Редакция занимала несколько комнат на шестом этаже. В той, куда он ходил раньше, одиноко пялился в монитор худенький паренек в черной водолазке. Шубин мельком видел его во время прежних визитов. Он был не старше Кирилла с Максимом, но представился Антоном Ивановичем, добавив с неочевидной улыбкой:
— Запомнить легко.
— Да, — согласился Шубин, — есть такой фильм.
— Какой фильм?
— «Антон Иванович сердится».
— Не знаю.
— Ну, кинокомедия. Ее сняли перед самой войной, — начал объяснять Шубин с ненужными деталями, которые от неловкости всегда сыпались из него с фламандским изобилием, — а на экраны выпустили в октябре сорок первого. Все ломились на него, как ненормальные. Моя тетка училась тогда в десятом классе, так она, дурында, отказалась уезжать из Москвы в эвакуацию, потому что не успела посмотреть этот фильм.
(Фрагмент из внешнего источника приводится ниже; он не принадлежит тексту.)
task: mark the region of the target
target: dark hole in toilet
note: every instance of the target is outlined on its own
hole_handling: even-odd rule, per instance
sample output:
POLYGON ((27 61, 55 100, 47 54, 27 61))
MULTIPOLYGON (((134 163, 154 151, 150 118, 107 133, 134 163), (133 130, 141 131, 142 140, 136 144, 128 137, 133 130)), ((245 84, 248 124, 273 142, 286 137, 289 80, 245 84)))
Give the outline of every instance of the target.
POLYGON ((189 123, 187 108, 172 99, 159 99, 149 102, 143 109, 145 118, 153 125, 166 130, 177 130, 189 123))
В ответ сказано было уже без улыбки:
— Так звали генерала Деникина. Вы ведь историк, должны знать.
Антон Иванович без комментариев принял странички с очерком про Алексея Луцято, вооружился карандашом для редакторских помет. Пока он читал, Шубин оглядел комнату. На первый взгляд смена приоритетов выразилась лишь в том, что на журнальном столике в углу появился электрический чайник вместо кофеварки. Ее, видимо, унесли с собой Кирилл и Максим. Печенье и чашки остались те же.
В углу горел телевизор, диктор трагическим голосом говорил о том, что Съезд народных депутатов, идя на поводу собственных амбиций, отверг Обращение Президента Российской Федерации Бориса Николаевича Ельцина от 20 марта 1993 года и отменил назначенный им референдум по вопросу о доверии президенту и правительству. Затем он предоставил слово гостю студии.